By the time former Senate Majority Leader Chuck Schumer (D-N.Y.) sought to pass the legislation during the lame-duck session after the November election, Republicans, set to take full control of Congress in 2025, saw no reason to compromise.
With different electoral outcomes, projects like Prysmian’s factory — located at the site of the defunct Brayton Point Power Plant, once New England’s largest coal-fired station — might have seen enough demand from new offshore projects to justify the investment. But between an indefinite ban on new turbines and the possibility that the Department of Justice may sue to stop construction on current projects, there’s far less need for cables.

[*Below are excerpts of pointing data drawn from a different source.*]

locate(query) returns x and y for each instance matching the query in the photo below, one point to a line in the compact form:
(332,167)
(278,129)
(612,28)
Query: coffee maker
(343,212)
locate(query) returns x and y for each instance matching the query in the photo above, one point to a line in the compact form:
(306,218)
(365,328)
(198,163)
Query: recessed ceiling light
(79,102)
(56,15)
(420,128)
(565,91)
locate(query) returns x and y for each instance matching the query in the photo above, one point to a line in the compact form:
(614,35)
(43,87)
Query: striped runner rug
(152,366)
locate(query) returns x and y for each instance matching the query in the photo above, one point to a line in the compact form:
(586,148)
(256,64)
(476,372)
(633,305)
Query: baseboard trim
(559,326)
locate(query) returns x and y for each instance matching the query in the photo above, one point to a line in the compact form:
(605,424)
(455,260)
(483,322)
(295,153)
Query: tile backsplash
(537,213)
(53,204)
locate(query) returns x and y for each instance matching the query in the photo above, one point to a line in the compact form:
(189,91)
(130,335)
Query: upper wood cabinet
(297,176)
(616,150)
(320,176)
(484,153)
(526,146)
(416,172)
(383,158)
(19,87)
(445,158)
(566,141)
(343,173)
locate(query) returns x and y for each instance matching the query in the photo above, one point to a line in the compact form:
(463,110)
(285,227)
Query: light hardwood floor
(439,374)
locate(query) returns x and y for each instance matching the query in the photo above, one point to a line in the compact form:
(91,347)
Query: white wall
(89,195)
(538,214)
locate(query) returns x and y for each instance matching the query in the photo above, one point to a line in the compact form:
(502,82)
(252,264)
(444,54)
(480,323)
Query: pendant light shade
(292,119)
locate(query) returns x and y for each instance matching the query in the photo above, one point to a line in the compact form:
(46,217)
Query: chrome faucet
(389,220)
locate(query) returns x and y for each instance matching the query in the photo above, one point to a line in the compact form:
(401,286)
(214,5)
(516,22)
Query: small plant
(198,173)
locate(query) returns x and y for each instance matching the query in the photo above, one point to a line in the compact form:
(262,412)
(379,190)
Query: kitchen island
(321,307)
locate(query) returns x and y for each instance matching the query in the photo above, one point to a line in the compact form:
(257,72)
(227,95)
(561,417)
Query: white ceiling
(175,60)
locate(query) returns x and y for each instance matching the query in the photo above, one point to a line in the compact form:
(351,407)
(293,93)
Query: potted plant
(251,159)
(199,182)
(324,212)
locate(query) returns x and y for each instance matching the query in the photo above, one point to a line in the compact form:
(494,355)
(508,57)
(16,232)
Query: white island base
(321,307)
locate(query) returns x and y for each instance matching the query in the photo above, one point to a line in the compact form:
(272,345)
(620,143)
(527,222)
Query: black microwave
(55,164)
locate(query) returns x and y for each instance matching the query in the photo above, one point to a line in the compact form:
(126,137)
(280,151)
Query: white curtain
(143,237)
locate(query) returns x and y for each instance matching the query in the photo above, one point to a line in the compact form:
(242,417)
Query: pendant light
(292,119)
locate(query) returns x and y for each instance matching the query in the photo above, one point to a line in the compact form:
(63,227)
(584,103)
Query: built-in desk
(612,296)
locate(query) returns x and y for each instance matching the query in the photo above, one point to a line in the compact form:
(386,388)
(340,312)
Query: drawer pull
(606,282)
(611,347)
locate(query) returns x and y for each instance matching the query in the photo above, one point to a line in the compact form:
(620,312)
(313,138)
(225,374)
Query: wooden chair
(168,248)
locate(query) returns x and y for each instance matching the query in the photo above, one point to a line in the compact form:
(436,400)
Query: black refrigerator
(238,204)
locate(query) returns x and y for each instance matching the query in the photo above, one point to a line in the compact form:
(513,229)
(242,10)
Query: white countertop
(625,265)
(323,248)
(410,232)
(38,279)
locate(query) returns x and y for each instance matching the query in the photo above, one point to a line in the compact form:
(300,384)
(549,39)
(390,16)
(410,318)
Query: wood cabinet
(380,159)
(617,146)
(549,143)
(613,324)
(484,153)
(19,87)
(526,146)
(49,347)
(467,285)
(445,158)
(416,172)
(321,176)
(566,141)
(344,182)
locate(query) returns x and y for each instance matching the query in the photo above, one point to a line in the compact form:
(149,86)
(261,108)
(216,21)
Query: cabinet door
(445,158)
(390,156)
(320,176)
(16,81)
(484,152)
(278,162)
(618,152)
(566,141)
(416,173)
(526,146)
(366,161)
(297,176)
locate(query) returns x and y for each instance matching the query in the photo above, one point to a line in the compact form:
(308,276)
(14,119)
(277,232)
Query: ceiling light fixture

Calling Prysmian’s decision “disappointing and discouraging,” Rep. Jake Auchincloss (D-Mass.) said Trump’s “unraveled that promise of good jobs by threatening a moratorium on offshore wind,” creating too much risk for companies’ investments.
His statement echoed market analysts’ assessments.
“The Trump administration’s anti-wind stance and new executive order targeting new developments bring significant uncertainty to the future growth prospects of US offshore wind,” Oliver Metcalfe, the head of wind research at the energy consultancy BloombergNEF, said by email. “This makes it more difficult for component manufacturers to justify building new facilities in the US and means that the sector will have to rely on the European offshore wind supply chain for longer.”
Prysmian has a backlog of orders in Europe, where the war in Ukraine is driving billions of dollars of investments in offshore wind. European countries have been eager to build new interconnection projects and rewire the continent’s grid to integrate more renewables and end their reliance on Russian gas imports. That demand shows little sign of easing, particularly amid new security concerns, as Chinese vessels have repeatedly cut undersea cables connecting European members of the NATO alliance.
The Italian company still plans to make investments in the U.S. But that offers little reprieve for Somerset, which has yet to recover the jobs lost when two power plants in the town shut down. The Prysmian factory promised anywhere from 100 to 200 jobs, with hundreds more temporary gigs in construction, and upward of $14 million per year in tax revenue, Jamison Souza, the chair of the Somerset Select Board, told the Fall River Herald News. (Souza did not respond to HuffPost’s request for comment.)
“This brings us back to the drawing board. It’s a major blow,” Souza said in another interview with the nonprofit CommonWealth Beacon. “We’re scraping. We’re down to bare bones.”